Women literally get Botox in their lunch breaks. Clinics in local shopping centres proudly advertise injectables in their store fronts.

It’s not a question of if, but how many, of the people in your life have had some kind of work done.

But the challenge for consumers is making sure they pick a qualified clinician.

That isn’t always easy, because anyone with a standard medical degree is legally allowed to perform cosmetic surgical procedures in Australia.

This week news.com.au is examining why a lack of industry regulation and confusion about the term “cosmetic surgeon” means patients are handing over their bodies and cash to dodgy doctors, with devastating and often lethal consequences.

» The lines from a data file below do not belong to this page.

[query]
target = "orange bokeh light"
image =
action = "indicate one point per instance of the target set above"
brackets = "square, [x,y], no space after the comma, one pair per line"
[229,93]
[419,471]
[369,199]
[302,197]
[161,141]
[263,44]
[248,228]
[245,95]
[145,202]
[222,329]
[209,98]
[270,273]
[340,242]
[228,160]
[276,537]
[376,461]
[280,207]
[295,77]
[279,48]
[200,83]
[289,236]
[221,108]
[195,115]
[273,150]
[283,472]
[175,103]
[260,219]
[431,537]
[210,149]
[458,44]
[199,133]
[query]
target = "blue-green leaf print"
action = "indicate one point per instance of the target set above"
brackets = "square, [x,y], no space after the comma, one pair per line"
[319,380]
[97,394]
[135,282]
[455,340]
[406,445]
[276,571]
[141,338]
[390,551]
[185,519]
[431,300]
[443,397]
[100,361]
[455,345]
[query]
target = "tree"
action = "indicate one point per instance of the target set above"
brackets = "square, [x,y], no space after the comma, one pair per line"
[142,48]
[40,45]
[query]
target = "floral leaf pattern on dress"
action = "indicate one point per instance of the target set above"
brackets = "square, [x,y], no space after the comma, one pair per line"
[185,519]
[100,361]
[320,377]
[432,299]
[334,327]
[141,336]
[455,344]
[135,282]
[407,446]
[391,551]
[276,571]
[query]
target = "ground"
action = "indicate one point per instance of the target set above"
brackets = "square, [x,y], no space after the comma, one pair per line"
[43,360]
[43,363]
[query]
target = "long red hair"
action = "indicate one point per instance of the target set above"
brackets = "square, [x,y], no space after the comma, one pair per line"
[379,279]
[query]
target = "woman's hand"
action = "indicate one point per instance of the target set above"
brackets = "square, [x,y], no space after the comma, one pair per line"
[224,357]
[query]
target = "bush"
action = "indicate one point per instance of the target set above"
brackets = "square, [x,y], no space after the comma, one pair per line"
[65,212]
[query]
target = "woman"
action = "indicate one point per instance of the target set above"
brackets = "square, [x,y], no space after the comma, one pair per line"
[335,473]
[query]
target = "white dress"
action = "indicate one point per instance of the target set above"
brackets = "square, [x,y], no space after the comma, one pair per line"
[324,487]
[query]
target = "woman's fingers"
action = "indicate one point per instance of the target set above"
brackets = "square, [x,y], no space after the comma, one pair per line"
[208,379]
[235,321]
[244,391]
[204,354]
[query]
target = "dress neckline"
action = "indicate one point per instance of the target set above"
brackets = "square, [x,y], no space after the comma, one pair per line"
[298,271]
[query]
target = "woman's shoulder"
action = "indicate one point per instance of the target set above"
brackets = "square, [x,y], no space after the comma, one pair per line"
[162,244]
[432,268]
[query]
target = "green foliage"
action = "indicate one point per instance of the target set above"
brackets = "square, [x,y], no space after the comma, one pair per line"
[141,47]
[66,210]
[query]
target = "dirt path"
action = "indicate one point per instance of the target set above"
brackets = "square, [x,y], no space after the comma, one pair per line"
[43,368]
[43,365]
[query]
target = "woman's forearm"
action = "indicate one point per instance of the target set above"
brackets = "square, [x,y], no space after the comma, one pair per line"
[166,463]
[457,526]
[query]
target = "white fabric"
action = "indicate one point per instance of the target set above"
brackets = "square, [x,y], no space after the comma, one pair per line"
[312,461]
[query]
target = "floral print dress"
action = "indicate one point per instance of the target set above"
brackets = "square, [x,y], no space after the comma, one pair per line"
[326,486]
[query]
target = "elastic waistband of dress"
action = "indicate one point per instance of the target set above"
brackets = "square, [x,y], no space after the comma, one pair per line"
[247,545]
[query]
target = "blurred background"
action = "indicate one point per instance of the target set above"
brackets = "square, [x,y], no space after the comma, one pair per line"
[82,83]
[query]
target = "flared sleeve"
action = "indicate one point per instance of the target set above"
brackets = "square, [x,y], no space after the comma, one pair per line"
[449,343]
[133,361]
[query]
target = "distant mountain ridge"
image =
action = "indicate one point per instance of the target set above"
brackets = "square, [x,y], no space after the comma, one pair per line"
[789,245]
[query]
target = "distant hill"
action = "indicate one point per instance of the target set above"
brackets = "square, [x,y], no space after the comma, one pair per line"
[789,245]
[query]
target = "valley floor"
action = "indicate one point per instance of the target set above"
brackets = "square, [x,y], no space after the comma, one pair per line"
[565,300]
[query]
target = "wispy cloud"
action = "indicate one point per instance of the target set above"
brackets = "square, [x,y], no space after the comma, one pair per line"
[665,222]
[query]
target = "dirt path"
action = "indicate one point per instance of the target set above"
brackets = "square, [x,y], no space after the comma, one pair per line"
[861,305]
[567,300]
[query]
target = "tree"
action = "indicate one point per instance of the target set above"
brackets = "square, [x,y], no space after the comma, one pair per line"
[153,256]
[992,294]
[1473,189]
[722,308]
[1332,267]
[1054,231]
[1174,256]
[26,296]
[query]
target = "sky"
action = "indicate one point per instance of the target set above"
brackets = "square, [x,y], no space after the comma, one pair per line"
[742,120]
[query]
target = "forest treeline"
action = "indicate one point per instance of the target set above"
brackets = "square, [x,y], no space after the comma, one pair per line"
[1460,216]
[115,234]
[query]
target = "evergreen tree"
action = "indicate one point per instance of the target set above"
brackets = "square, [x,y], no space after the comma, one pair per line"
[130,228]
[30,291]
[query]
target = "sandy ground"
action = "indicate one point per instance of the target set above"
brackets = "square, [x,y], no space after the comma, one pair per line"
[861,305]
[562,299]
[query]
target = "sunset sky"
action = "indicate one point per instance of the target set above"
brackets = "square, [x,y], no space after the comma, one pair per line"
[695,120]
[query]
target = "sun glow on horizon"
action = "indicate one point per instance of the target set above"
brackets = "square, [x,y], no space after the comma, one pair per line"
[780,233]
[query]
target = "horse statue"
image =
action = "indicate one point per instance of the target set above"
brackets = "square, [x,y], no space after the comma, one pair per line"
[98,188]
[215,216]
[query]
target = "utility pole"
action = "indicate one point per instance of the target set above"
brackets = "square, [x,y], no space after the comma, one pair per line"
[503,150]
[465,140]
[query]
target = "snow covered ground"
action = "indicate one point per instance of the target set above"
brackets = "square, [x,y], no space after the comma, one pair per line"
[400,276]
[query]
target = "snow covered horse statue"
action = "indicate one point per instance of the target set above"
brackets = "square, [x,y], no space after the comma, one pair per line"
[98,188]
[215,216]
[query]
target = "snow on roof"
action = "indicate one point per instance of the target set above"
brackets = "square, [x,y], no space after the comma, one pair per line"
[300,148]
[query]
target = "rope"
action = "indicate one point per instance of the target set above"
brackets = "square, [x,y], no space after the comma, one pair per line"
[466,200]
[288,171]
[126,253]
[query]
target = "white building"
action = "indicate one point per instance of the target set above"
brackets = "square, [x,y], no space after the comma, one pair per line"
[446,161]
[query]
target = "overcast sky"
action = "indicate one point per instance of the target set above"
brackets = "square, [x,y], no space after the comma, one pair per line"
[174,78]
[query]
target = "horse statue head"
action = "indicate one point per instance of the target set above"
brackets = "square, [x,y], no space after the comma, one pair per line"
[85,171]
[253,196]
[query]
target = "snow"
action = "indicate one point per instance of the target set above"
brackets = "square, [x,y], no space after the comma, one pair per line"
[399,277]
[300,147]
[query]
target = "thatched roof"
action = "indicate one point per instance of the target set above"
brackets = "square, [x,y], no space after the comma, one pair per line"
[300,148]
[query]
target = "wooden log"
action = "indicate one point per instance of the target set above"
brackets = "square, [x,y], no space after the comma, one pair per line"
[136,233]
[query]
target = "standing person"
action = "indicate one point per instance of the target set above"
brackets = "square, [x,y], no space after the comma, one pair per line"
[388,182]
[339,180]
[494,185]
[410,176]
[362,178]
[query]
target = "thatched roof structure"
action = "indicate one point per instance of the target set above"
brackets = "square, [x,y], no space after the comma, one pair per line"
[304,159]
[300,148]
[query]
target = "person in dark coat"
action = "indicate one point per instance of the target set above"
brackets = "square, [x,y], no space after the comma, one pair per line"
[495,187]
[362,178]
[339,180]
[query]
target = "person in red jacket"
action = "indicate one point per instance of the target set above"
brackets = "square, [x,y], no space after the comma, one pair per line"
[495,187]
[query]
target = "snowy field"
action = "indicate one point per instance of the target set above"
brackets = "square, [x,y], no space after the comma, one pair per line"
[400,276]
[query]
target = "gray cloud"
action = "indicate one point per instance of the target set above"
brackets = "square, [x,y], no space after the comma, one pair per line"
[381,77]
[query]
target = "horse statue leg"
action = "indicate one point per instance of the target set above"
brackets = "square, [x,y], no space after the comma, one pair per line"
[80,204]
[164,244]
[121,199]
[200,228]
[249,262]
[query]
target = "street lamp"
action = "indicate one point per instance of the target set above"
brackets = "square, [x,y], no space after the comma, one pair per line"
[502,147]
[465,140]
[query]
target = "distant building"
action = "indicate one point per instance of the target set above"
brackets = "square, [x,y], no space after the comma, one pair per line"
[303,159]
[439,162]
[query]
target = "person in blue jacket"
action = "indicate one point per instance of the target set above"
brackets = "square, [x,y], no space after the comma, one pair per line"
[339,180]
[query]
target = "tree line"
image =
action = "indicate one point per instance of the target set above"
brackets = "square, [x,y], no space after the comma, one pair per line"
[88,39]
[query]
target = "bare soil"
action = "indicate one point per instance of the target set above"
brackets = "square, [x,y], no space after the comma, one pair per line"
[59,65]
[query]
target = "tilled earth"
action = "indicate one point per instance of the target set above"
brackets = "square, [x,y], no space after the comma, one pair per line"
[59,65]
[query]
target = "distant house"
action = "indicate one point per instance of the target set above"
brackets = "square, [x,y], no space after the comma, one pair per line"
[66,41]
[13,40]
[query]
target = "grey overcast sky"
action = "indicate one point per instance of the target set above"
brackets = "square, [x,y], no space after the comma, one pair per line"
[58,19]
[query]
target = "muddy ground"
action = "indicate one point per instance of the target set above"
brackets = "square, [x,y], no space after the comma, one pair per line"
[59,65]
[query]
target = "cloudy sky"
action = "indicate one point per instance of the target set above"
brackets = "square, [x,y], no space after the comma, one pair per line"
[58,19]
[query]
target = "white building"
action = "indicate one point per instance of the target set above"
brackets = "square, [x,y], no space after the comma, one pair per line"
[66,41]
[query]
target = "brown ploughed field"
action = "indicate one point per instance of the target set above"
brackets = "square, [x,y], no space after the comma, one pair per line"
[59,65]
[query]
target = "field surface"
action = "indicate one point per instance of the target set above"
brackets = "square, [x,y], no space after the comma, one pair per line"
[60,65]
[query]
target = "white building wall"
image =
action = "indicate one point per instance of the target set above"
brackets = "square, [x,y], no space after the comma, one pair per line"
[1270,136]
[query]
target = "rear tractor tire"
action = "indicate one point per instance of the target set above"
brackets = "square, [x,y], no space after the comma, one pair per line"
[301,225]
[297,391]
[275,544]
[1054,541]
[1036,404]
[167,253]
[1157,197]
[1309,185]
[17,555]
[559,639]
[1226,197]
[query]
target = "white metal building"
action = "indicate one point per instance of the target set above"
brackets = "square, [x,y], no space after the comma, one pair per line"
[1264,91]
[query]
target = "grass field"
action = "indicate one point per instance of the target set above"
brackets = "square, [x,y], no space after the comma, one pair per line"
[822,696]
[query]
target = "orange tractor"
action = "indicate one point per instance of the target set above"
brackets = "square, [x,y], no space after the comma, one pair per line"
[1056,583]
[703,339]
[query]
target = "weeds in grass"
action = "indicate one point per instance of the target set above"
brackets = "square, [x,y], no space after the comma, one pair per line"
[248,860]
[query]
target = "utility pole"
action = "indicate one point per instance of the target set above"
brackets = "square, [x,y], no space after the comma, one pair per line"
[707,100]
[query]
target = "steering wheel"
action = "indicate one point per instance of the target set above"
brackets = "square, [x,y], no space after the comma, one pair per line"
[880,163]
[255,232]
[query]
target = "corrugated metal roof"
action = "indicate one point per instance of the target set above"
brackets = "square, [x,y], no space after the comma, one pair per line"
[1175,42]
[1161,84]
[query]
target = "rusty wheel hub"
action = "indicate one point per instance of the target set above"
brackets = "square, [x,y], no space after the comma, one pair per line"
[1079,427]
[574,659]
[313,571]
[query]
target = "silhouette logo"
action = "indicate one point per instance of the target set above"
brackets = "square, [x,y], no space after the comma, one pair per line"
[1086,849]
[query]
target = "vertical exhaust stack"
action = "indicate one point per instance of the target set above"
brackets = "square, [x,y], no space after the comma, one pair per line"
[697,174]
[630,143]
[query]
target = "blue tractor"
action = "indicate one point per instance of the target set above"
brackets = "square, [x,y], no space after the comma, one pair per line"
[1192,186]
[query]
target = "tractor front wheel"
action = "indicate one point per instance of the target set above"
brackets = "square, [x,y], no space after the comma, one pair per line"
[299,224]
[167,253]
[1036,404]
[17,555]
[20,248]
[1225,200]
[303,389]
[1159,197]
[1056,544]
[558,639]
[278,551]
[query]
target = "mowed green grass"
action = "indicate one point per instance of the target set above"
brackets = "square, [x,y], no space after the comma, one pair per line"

We’ve asked industry experts to explain exactly what you need to look for when choosing to undergo a cosmetic or plastic surgical procedure.


All medical professionals working in Australia must be registered with the Australian Health Practitioner Regulation Agency (AHPRA).

There is a search function on APHRA’s website where you can enter the name and health profession of a clinician you are interested in to check out their qualifications and if there have been any reports made against them.

This is the absolute bare minimum requirement.

For example, a doctor might be registered with APHRA and qualified as a GP, but that doesn’t necessarily mean they are trained to inject Botox into your face.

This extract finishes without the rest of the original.